The scale and heterogeneity of the data led us to devise an ML solution based on an ensemble of models rather than taking a more traditional forecasting approach, as shown in the chart. In support of this strategy, we saw a significant increase in accuracy, including thousands of additional variables in the model, with the downside being a loss of explainability.
We found it useful for the retailer to use business expertise to group the model inputs into natural hierarchies and then compute variable importance for these high-level features. This approach allowed the analysts to focus on the overall effect of catalysts such as price rather than trying to look at the raw output of our explanatory algorithm (SHAP) as provided by many off-the-shelf solutions. Analysts quickly were able to flag predicted declines in sales and the main reasons behind these declines without raising too many false alarms. That yielded both the benefit of black box model accuracy and the explanatory power usually associated with a simpler model.

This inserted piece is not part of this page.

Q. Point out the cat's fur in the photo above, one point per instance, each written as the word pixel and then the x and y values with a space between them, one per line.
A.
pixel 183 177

We highlight this case because it met our acceptance criteria for a black box model: First, the model accuracy is significantly higher than for simpler models, and second, the cost of a wrong answer is low.
However, we advise caution when setting policy based on this type of post hoc analysis and remain strong advocates of a test-and-learn approach, in which these types of insights inform rigorously controlled in market tests. Nonetheless, we are seeing business leaders successfully use data science and ML methodologies. What once was viewed as the domain of the specialist now is better informing critical decisions throughout the corporate enterprise.